In the midst of the worst commodity slump in a decade, one of the world's most prominent mining companies, Anglo American, has been dealt a massive blow. Following a 12 percent drop in shares on Tuesday, the company's PLC shares slumped for a second consecutive day on Wednesday, falling by as much as 14 percent, according to The Wall Street Journal.
The dismal performance of the company in the stock market is seen by many as a sign that the company's restructuring plans, which include capital spending cuts and efficiency improvements, were not enough to adequately impress investors.

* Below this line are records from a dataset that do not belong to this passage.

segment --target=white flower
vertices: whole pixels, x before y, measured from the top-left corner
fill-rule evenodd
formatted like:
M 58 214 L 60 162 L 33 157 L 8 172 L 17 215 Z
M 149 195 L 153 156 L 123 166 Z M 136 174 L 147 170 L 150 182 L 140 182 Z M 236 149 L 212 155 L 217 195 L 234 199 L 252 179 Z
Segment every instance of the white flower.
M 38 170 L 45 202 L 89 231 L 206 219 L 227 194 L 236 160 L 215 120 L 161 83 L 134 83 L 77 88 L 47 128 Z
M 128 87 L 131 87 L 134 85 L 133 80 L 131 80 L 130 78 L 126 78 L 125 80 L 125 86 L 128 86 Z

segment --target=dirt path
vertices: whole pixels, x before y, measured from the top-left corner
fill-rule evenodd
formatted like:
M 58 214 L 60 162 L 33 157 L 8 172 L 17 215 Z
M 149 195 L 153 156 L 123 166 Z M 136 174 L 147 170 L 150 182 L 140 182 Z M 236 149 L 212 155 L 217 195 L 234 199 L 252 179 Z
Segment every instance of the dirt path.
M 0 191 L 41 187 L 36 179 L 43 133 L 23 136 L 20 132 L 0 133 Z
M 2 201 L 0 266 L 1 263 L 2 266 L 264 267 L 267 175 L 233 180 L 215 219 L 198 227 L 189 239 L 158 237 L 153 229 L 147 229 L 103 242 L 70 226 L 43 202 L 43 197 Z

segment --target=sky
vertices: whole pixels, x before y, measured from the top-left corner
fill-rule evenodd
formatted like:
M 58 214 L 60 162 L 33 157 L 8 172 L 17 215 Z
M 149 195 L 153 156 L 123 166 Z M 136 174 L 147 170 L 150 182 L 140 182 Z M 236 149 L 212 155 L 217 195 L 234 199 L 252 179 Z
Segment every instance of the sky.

The company, which is based in London and South Africa, also announced on Tuesday that it is set to suspend dividend payments for the rest of 2015 and 2016, reports CNN Money.
Analysts at JPMorgan state that the contingencies being employed by Anglo American are simply not sufficient to properly address the issues in which the company is currently embroiled.
"These measures by Anglo do not go far enough to challenge our fundamentally bearish view. Specifically, in the absence of higher commodity prices, a significant reduction in net debt will only be achieved by a more aggressive expansion of disposal candidates," the analysts said, according to The Financial Times.
As a result of the consecutive slumps in share value, Anglo American has now become the worst performing stock in the FTSE 100 for 2015, overtaking Glencore, a rival mining company which already suspended its dividend payments in September.